Per gli amanti dell’architettura, lunedì 6 novembre presso l’Institutum Romanum Finlandiae di Villa Lante al Gianicolo si tiene il seminario su Reima Pietilä, architetto e teorico finlandese: L’interno dell’esterno nell’architettura finlandese in occasione del centenario della sua nascita. L’accademico Reima Pietilä (1923-1993) è conosciuto come una figura eccezionale nel campo dell’architettura finlandese e internazionale. Novembre Nordico è l’occasione ideale per approfondire i suoi legami con l’Italia, a partire dagli archivi, tra cui quello personale di Helsinki e alcuni archivi italiani come la Fondazione Bruno Zevi e l’Archivio Progetti IUAV di Venezia.
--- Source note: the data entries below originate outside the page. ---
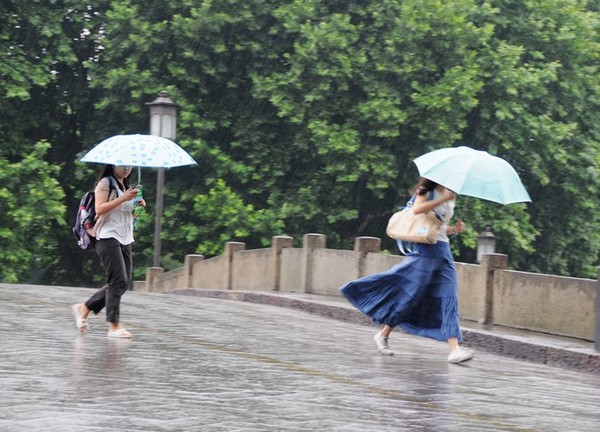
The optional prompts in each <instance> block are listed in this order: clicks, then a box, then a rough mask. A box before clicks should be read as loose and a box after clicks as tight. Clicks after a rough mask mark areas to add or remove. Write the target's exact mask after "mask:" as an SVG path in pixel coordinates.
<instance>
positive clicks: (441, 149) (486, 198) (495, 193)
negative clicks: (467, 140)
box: [414, 146, 531, 204]
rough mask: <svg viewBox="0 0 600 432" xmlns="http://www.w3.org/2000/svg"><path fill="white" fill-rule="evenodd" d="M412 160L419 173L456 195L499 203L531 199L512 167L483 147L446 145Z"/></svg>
mask: <svg viewBox="0 0 600 432" xmlns="http://www.w3.org/2000/svg"><path fill="white" fill-rule="evenodd" d="M414 163H415V165H417V168H418V170H419V174H420V175H421V176H422V177H425V178H428V179H429V180H432V181H434V182H436V183H438V184H441V185H442V186H445V187H447V188H448V189H450V190H452V191H454V192H456V193H457V194H459V195H467V196H472V197H476V198H482V199H485V200H489V201H494V202H497V203H500V204H510V203H515V202H525V201H528V202H529V201H531V198H530V197H529V194H528V193H527V191H526V190H525V187H524V186H523V184H522V183H521V180H520V179H519V175H518V174H517V172H516V171H515V169H514V168H513V167H512V166H511V165H510V164H509V163H508V162H506V161H505V160H504V159H501V158H499V157H497V156H492V155H491V154H489V153H487V152H485V151H481V150H474V149H472V148H470V147H465V146H462V147H450V148H445V149H440V150H435V151H432V152H429V153H426V154H424V155H422V156H419V157H418V158H416V159H415V160H414Z"/></svg>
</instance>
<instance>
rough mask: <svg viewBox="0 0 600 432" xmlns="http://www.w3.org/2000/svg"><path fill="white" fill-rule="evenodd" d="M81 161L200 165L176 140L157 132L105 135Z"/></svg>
mask: <svg viewBox="0 0 600 432" xmlns="http://www.w3.org/2000/svg"><path fill="white" fill-rule="evenodd" d="M81 162H95V163H105V164H111V165H126V166H136V167H138V180H139V176H140V171H139V168H140V167H154V168H173V167H177V166H185V165H197V162H196V161H195V160H194V159H193V158H192V157H191V156H190V155H189V154H188V153H187V152H186V151H185V150H184V149H182V148H181V147H180V146H179V145H177V144H175V143H174V142H173V141H171V140H169V139H167V138H163V137H159V136H156V135H140V134H135V135H115V136H112V137H110V138H107V139H105V140H104V141H102V142H101V143H100V144H98V145H97V146H96V147H94V148H93V149H92V150H90V151H89V152H88V153H86V155H85V156H84V157H83V158H81Z"/></svg>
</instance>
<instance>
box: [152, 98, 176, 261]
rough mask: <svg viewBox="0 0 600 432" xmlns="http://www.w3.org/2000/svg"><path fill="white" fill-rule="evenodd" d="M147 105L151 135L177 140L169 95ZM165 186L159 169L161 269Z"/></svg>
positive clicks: (171, 106) (157, 179)
mask: <svg viewBox="0 0 600 432" xmlns="http://www.w3.org/2000/svg"><path fill="white" fill-rule="evenodd" d="M146 105H148V106H149V107H150V135H157V136H160V137H163V138H168V139H170V140H175V130H176V128H177V106H178V105H177V104H176V103H175V102H173V100H172V99H171V98H170V97H169V93H167V92H166V91H161V92H160V93H159V95H158V97H157V98H156V99H154V100H153V101H152V102H147V103H146ZM164 184H165V169H164V168H158V173H157V175H156V222H155V224H154V259H153V266H154V267H160V247H161V244H160V232H161V229H162V225H161V219H162V215H163V188H164Z"/></svg>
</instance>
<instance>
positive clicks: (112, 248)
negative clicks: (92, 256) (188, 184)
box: [72, 165, 146, 338]
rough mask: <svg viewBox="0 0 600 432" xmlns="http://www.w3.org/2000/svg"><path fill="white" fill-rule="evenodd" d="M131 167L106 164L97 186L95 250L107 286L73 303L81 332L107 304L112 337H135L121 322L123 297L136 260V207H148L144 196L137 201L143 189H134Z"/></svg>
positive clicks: (127, 286)
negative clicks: (139, 206) (135, 251)
mask: <svg viewBox="0 0 600 432" xmlns="http://www.w3.org/2000/svg"><path fill="white" fill-rule="evenodd" d="M130 175H131V167H130V166H115V165H106V166H105V167H104V168H103V169H102V171H101V172H100V175H99V176H98V180H97V181H96V185H95V188H94V194H95V210H96V218H97V221H96V224H95V226H94V230H95V238H96V241H95V249H96V253H97V254H98V256H99V257H100V261H101V263H102V266H103V267H104V270H105V272H106V285H104V286H103V287H102V288H100V289H99V290H98V291H97V292H96V293H95V294H93V295H92V296H91V297H90V298H89V299H88V300H87V301H86V302H85V303H79V304H76V305H73V306H72V311H73V316H74V317H75V324H76V325H77V328H78V329H79V331H80V332H82V333H86V332H87V330H88V323H87V318H88V315H89V314H90V312H94V314H98V313H99V312H100V311H101V310H102V309H104V308H105V307H106V321H107V322H108V333H107V336H108V337H113V338H131V337H132V335H131V333H130V332H128V331H127V330H126V329H125V328H124V327H123V326H122V324H121V320H120V305H121V296H122V295H123V294H124V293H125V291H127V288H129V286H130V285H131V282H132V274H133V262H132V255H131V244H132V243H133V241H134V239H133V221H134V211H135V207H136V206H141V207H145V206H146V202H145V201H144V200H143V199H139V200H136V199H135V198H136V197H137V195H138V193H139V191H138V190H137V189H134V188H132V186H131V182H130V180H129V176H130Z"/></svg>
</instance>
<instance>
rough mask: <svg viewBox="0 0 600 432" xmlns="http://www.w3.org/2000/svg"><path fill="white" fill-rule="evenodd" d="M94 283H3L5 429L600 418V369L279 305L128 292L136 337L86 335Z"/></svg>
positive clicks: (2, 329)
mask: <svg viewBox="0 0 600 432" xmlns="http://www.w3.org/2000/svg"><path fill="white" fill-rule="evenodd" d="M92 292H93V290H90V289H83V288H66V287H36V286H25V285H23V286H15V285H12V286H9V285H0V316H1V317H2V320H1V321H0V347H1V348H0V349H1V355H0V431H3V432H17V431H18V432H20V431H61V432H66V431H78V432H79V431H207V432H210V431H227V432H230V431H461V432H465V431H478V432H479V431H544V432H550V431H557V432H558V431H561V432H564V431H578V432H583V431H590V432H591V431H594V432H596V431H598V430H600V376H598V375H595V374H589V373H583V372H575V371H570V370H566V369H562V368H555V367H550V366H545V365H539V364H534V363H529V362H525V361H521V360H516V359H512V358H508V357H502V356H498V355H494V354H489V353H486V352H481V351H479V352H478V353H477V356H476V358H475V360H473V361H471V362H468V363H465V364H461V365H451V364H448V363H447V362H446V356H447V352H446V350H447V348H446V345H445V344H444V343H440V342H436V341H433V340H428V339H423V338H417V337H414V336H409V335H404V334H400V333H398V334H393V335H392V338H391V339H390V342H391V345H392V348H393V349H394V350H396V355H395V356H393V357H384V356H381V355H380V354H379V353H378V352H377V351H376V350H375V349H374V345H373V341H372V336H373V334H374V330H375V328H374V327H370V326H366V325H360V324H350V323H344V322H340V321H338V320H334V319H330V318H324V317H320V316H315V315H310V314H307V313H305V312H303V311H299V310H292V309H286V308H281V307H276V306H272V305H266V304H253V303H248V302H239V301H233V300H220V299H212V298H202V297H192V296H184V295H165V294H143V293H136V292H127V293H126V294H125V296H124V298H123V305H122V317H123V323H124V325H125V326H126V327H127V328H128V329H129V330H130V331H131V332H132V333H133V334H134V339H133V340H113V339H108V338H106V324H105V323H104V322H103V320H104V316H103V315H102V314H101V315H99V316H97V317H94V318H92V319H91V320H90V327H91V328H90V331H89V333H88V334H87V335H80V334H78V332H77V329H76V328H75V325H74V321H73V318H72V316H71V311H70V306H71V304H73V303H76V302H81V301H83V300H84V299H85V298H87V297H88V296H89V295H91V293H92Z"/></svg>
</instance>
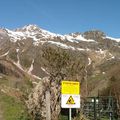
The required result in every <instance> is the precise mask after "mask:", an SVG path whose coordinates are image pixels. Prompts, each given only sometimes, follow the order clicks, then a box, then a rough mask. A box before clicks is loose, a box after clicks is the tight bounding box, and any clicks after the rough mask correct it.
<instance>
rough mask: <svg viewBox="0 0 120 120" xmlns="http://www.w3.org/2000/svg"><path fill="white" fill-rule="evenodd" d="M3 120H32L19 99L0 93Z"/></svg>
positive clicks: (5, 94)
mask: <svg viewBox="0 0 120 120" xmlns="http://www.w3.org/2000/svg"><path fill="white" fill-rule="evenodd" d="M0 106H1V109H2V117H3V120H30V118H29V117H28V113H27V111H26V108H25V106H24V104H23V103H22V102H21V101H20V100H19V99H17V98H14V97H11V96H8V95H6V94H4V93H2V92H0Z"/></svg>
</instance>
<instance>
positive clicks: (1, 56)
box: [0, 51, 9, 57]
mask: <svg viewBox="0 0 120 120" xmlns="http://www.w3.org/2000/svg"><path fill="white" fill-rule="evenodd" d="M8 54H9V51H7V52H6V53H4V54H3V55H1V56H0V57H4V56H6V55H8Z"/></svg>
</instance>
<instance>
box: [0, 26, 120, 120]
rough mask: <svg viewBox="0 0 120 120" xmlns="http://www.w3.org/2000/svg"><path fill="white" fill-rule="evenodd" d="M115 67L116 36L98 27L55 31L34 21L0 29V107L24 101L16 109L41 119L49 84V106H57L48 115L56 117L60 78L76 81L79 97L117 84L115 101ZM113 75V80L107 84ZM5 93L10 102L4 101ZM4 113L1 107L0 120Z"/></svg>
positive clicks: (116, 44)
mask: <svg viewBox="0 0 120 120" xmlns="http://www.w3.org/2000/svg"><path fill="white" fill-rule="evenodd" d="M119 66H120V39H115V38H111V37H108V36H107V35H105V33H103V32H101V31H99V30H94V31H87V32H84V33H79V32H77V33H70V34H68V35H60V34H55V33H51V32H49V31H46V30H43V29H41V28H39V27H38V26H36V25H27V26H24V27H22V28H19V29H16V30H8V29H2V28H1V29H0V94H1V98H0V108H1V107H2V106H4V104H7V103H8V102H11V100H13V99H14V100H15V101H19V102H20V103H19V104H21V106H22V105H26V108H24V107H21V110H25V111H27V110H26V109H27V107H28V109H29V110H30V111H29V110H28V111H29V113H30V116H32V117H33V118H34V119H35V120H37V119H40V117H41V118H42V117H43V119H45V114H46V113H45V110H44V108H45V105H43V104H45V103H44V102H45V96H44V92H45V91H46V88H49V90H50V91H51V96H52V97H51V99H52V102H51V104H52V107H53V106H54V107H53V108H54V109H53V108H51V109H52V111H55V109H56V111H55V112H54V114H52V118H53V119H57V118H56V117H57V116H58V115H59V112H60V105H59V104H60V82H61V80H63V79H66V80H76V81H80V82H81V96H82V97H86V96H96V95H97V94H98V91H101V94H103V90H105V91H106V95H107V94H108V93H109V91H111V90H113V88H114V86H117V87H116V89H114V92H112V94H113V95H115V97H116V98H117V99H118V103H120V101H119V100H120V94H119V92H118V91H119V88H120V86H119V84H118V83H119V81H120V77H119V71H120V67H119ZM113 78H114V81H115V82H113V83H112V84H111V80H113ZM41 88H43V89H41ZM108 88H109V89H108ZM40 90H41V91H40ZM107 91H108V92H107ZM36 94H37V97H36ZM31 96H32V97H31ZM39 96H40V97H39ZM6 97H8V98H9V99H10V101H5V100H4V99H6ZM11 97H12V98H11ZM42 97H43V98H42ZM33 99H35V101H34V100H33ZM14 100H13V101H14ZM3 101H4V102H6V103H4V102H3ZM21 101H22V102H21ZM26 101H27V102H26ZM39 101H40V102H41V104H39ZM36 102H37V103H36ZM17 104H18V103H17ZM30 105H31V106H30ZM42 105H43V106H42ZM35 106H36V108H35ZM8 107H9V106H8ZM40 108H41V109H40ZM6 109H7V108H6ZM38 111H39V114H38ZM5 112H6V110H3V111H0V117H1V118H2V119H3V120H4V119H5V120H7V119H8V118H4V114H5ZM43 113H44V114H43ZM27 114H28V113H27V112H26V115H25V116H27ZM36 114H38V115H36ZM55 116H56V117H55ZM10 119H11V120H12V118H9V120H10ZM24 119H26V118H21V120H24ZM16 120H17V118H16Z"/></svg>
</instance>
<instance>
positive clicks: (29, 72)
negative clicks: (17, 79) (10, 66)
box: [28, 59, 34, 73]
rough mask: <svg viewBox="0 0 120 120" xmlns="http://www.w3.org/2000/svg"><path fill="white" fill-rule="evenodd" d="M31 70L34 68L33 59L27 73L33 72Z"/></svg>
mask: <svg viewBox="0 0 120 120" xmlns="http://www.w3.org/2000/svg"><path fill="white" fill-rule="evenodd" d="M33 68H34V59H33V60H32V63H31V66H30V68H29V70H28V73H31V72H32V71H33Z"/></svg>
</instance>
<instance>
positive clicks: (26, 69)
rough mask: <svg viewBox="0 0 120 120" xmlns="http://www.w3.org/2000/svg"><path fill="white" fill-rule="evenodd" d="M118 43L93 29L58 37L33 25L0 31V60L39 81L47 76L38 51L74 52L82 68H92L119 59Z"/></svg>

Lo stesso giorno, lunedì 6 novembre, per gli appassionati di teatro e letteratura, presso l’Istituto di Norvegia, si tiene la conferenza su Henrik Johan Ibsen con il Prof. Giuliano D‘Amico  (Centro di studi ibseniani, Università di Oslo), la Prof.ssa Maria Cristina Lombardi (Università L’Orientale, Napoli). Il dott Stanislao de Marsanich, presidente dei Parchi Letterari, rappresenterà il Parco letterario dedicato a Ibsen a Skien, in Norvegia.
 
Segue l’8 novembre la conferenza con il prof. Francesco D’Angelo Dalla Norvegia a Gerusalemme: il viaggio di re Sigurd Jórsalafari (1107-1111) presso l’Istituto di Norvegia a Roma. Ricercatore in storia medievale e Guest researcher all’Istituto di Norvegia in Roma, D’Angelo farà rivivere al pubblico il viaggio straordinario che fece il re norvegese Sigurd Magnússon, il primo sovrano cristiano a visitare la Terrasanta dopo la crociata di Gerusalemme. Dall’Inghilterra alla Spagna musulmana, dalla Sicilia a Gerusalemme, fino a Costantinopoli: uno degli episodi meno conosciuti e più affascinanti della grande storia delle crociate che unisce ai tratti tipici delle scorrerie vichinghe a quella tensione spirituale di cui è permeata tutta l’epoca, e che farà guadagnare al suo giovane protagonista fama imperitura.
 
Immancabili protagonisti nel programma di Novembre Nordico sono i concerti di musica classica, il primo il 9 novembre al Teatro Palladium vede come protagonista il giovane talento norvegese Tiril Holand insieme ad Alessandro Guaitolini, violoncello solista, Roma Tre Orchestra (archi) e Alessandro Alonzi, direttore e cembalo ne “La gloria del Barocco”. Tiril Holand (classe ‘99) a 14 anni è stata ammessa al programma per talenti Giovani Musicisti a Trondheim, ricevendo nello stesso anno una borsa di studio dalla Helgeland Sparebank. È stata selezionata come solista per Giovani Solisti dell’Helgeland due volte – a 15 e 19 anni – con il Concerto per violoncello di Elgar. Il concerto propone un viaggio alla scoperta di due dei più grandi compositori del periodo barocco, Luigi Boccherini e Antonio Vivaldi. Per chi volesse regalarsi una gita fuori porta, gli stessi musicisti suoneranno anche il 5 novembre nella Chiesa di San Silvestro a Viterbo.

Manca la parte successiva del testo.